Exit Verlichting, incipit tragoedia - wie aan een paar woorden genoeg heeft, zou Strauß' essay aldus kunnen samenvatten. Zijn anti-politieke pathos is een keuze voor de tragedie. Keuze is wellicht niet het juiste woord: de tragedie, het tragische, is er altijd. Van een kiezen kan dus geen sprake zijn. Waar het om gaat is dat het vooruitgangsgeloof en het maakbaarheidsidealisme (en in nog sterkere mate geldt dat voor het mediale ‘presenteren’ dat vooral Strauß' woede opwekt) de ontvankelijkheid voor de tragedie hebben vernietigd. Het tragische zelf laat zich echter niet ontkennen en neemt revanche door zich in het moderne bestel zelf, in ‘wat aangericht is’ (zoals Strauß het veelzeggend noemt), te manifesteren. Dat is de betekenis van de ‘aanzwellende bokkezang’ - het gezang van de satyrs, de metgezellen van Dionysus, hoorbaar in de ‘diepten’ van ons moderne handelen.
De tragedie markeert de grens van het verlichte handelen, een grens die we uit het oog zijn verloren maar die zich nu langzaam maar zeker weer kenbaar maakt. Op elk gebied, volgens Strauß: ecologisch, politiek, zedelijk, sociaal-economisch. In zijn essay geeft hij er diverse voorbeelden van, die naar believen zouden kunnen worden uitgebreid. Ook de moderne wereld is door en door tragisch, maar we beginnen het pas te merken nu het te laat is, nu alle traditionele ‘krachten’ aan de verlichte beeldenstorm ten prooi zijn gevallen. Als Bromios (een andere naam van Dionysus) in onze ‘abstracte wereld’ inslaat, staan we machteloos, verstoken van elke ‘veilige verdediging’.
Zelfs de haat is tegenwoordig ‘onttoverd’, om met Max Weber te spreken.

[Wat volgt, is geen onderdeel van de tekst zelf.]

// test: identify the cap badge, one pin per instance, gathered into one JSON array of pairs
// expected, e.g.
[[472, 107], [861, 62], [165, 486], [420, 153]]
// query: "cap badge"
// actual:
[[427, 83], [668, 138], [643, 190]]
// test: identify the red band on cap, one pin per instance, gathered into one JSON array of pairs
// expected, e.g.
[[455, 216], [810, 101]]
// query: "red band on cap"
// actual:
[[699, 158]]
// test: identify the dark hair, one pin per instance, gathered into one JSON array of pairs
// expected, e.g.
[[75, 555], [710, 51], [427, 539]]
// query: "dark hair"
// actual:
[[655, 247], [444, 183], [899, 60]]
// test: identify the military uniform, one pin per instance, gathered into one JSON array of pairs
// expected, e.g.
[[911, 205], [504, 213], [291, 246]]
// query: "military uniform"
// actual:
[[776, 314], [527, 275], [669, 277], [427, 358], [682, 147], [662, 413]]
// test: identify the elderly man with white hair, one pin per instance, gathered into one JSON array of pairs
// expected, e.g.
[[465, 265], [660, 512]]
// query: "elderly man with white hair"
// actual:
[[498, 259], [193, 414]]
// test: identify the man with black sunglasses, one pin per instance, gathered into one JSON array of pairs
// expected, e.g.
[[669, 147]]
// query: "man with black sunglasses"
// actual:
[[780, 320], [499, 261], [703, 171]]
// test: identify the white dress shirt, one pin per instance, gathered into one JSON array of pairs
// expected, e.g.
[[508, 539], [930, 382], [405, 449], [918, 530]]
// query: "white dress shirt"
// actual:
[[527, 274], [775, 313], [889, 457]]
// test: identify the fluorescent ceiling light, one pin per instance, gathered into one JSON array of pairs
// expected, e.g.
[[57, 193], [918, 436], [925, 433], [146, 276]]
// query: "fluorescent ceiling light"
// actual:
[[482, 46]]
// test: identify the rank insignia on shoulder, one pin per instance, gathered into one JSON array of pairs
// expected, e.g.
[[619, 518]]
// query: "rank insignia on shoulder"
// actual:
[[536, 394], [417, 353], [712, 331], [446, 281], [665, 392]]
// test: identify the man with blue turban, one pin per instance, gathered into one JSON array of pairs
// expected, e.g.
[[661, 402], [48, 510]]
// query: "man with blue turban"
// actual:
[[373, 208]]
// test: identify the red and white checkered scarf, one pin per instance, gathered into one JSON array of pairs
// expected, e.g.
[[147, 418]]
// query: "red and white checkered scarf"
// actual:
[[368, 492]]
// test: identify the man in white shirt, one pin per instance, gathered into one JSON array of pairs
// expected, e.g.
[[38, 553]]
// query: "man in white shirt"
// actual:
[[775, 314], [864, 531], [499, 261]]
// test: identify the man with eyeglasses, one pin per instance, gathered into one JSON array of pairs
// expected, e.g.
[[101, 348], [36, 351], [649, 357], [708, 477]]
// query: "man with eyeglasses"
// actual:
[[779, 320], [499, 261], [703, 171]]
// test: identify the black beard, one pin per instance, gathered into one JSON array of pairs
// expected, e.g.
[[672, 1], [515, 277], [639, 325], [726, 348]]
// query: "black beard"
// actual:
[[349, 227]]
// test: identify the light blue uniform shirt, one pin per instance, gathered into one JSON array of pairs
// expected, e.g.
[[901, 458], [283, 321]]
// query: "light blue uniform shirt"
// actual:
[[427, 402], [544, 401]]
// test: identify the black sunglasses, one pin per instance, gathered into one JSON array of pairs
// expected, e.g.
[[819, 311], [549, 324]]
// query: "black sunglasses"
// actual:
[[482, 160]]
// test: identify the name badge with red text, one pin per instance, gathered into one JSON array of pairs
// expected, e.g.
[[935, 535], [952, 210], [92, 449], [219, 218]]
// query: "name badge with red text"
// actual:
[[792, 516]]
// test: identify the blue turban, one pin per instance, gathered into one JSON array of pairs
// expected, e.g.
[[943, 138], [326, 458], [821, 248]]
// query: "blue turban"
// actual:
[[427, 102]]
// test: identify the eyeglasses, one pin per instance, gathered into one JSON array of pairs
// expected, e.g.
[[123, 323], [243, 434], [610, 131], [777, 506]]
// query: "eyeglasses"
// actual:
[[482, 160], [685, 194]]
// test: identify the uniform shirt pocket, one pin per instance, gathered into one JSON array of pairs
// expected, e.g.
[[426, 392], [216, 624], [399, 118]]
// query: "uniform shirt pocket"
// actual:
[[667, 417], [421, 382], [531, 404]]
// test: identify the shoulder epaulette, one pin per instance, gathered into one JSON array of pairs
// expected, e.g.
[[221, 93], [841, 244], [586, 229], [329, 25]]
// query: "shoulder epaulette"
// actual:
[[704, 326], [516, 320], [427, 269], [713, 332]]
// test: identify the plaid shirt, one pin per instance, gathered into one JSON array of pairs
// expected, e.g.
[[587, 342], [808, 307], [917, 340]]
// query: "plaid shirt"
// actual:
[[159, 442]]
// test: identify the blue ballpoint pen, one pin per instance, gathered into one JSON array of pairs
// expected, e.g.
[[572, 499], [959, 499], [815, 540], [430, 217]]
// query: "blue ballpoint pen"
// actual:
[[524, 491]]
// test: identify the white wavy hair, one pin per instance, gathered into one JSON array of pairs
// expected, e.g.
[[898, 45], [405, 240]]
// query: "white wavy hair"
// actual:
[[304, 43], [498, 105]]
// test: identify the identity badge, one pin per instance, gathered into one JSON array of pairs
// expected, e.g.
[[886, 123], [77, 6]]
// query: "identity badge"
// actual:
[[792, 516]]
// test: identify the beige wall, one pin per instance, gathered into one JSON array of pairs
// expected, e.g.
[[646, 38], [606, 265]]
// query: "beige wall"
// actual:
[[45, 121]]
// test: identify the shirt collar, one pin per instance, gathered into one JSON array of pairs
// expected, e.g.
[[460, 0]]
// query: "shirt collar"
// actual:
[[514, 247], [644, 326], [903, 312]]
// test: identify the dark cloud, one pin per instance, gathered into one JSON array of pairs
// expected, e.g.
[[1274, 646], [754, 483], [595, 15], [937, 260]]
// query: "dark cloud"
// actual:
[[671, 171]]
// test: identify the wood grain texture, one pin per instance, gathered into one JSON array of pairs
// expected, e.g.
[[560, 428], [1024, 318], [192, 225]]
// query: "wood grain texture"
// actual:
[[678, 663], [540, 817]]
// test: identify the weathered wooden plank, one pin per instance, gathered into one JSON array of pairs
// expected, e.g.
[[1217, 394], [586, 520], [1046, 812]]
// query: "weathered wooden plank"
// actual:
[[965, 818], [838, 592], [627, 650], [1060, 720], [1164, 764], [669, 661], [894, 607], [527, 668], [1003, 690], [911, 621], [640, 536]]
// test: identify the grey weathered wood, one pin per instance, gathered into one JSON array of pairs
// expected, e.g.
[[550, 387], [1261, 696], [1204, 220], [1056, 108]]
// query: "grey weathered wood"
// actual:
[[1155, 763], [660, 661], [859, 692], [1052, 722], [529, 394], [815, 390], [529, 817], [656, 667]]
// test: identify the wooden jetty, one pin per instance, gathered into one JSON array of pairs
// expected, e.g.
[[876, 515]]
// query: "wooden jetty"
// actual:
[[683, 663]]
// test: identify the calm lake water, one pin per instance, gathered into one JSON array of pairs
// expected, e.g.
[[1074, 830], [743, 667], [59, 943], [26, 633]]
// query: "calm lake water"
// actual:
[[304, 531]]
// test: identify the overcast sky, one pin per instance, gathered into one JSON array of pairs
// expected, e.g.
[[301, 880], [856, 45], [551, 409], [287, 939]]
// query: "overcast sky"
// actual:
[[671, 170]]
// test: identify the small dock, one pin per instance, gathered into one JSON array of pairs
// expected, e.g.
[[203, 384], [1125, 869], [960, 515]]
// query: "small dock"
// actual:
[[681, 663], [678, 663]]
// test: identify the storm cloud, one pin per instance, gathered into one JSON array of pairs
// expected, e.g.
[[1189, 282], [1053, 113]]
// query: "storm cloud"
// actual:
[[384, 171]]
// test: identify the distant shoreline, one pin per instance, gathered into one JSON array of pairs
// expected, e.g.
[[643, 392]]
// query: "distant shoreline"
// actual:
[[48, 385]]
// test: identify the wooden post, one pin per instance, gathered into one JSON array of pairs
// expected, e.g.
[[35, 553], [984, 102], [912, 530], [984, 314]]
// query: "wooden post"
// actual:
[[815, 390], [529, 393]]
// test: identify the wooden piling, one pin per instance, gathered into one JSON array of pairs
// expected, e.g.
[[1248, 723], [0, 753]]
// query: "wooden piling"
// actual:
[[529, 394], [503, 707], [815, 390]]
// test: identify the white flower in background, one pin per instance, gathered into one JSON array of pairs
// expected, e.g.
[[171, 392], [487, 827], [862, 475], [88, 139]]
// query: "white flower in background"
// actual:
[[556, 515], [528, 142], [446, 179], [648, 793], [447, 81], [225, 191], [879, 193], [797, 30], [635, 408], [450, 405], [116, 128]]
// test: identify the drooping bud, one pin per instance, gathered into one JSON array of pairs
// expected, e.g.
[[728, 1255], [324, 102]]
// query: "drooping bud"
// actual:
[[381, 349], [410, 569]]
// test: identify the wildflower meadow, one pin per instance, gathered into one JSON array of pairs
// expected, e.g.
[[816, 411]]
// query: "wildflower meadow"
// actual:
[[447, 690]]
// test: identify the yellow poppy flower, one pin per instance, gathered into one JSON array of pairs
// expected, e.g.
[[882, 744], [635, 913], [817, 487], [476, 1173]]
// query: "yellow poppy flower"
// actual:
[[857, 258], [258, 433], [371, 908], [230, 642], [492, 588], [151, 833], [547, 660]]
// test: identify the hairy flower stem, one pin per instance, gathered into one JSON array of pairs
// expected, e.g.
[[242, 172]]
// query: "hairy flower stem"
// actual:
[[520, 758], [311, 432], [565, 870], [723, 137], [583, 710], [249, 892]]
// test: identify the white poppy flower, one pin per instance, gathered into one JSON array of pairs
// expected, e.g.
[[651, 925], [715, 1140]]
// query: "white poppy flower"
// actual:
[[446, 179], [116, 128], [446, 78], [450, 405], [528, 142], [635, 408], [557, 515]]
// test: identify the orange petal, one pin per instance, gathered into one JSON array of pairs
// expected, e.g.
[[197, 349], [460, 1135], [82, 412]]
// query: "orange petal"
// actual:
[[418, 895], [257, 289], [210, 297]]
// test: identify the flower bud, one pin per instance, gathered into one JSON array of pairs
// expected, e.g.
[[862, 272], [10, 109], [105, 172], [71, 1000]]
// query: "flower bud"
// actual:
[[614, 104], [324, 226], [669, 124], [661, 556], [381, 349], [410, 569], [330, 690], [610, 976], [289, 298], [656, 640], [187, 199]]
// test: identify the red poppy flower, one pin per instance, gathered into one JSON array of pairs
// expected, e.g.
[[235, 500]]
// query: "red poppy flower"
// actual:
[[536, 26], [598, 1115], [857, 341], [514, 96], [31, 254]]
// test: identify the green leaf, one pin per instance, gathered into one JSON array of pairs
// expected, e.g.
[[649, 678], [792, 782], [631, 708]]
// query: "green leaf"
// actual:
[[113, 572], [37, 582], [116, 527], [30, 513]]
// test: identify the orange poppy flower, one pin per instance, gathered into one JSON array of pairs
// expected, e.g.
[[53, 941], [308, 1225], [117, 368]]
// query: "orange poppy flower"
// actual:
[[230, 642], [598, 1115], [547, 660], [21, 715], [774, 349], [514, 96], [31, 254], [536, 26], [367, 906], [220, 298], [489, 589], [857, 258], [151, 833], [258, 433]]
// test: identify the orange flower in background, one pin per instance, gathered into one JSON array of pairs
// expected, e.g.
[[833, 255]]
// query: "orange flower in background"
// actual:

Onder verwijzing naar de theorieën van René Girard schrijft Strauß: ‘Racisme en vreemdelingenhaat zijn “gevallen” rituele hartstochten die oorspronkelijk een sacrale, ordenende betekenis hadden.’ Zijn vrees is dat het extreem-rechtse geweld, anders dan het linkse terrorisme van de jaren zeventig, ook die - negatieve - eendrachtstichtende functie niet meer zal kunnen vervullen. Daarmee is dat geweld letterlijk en figuurlijk zinloos geworden, louter negatief, de pure barbarij.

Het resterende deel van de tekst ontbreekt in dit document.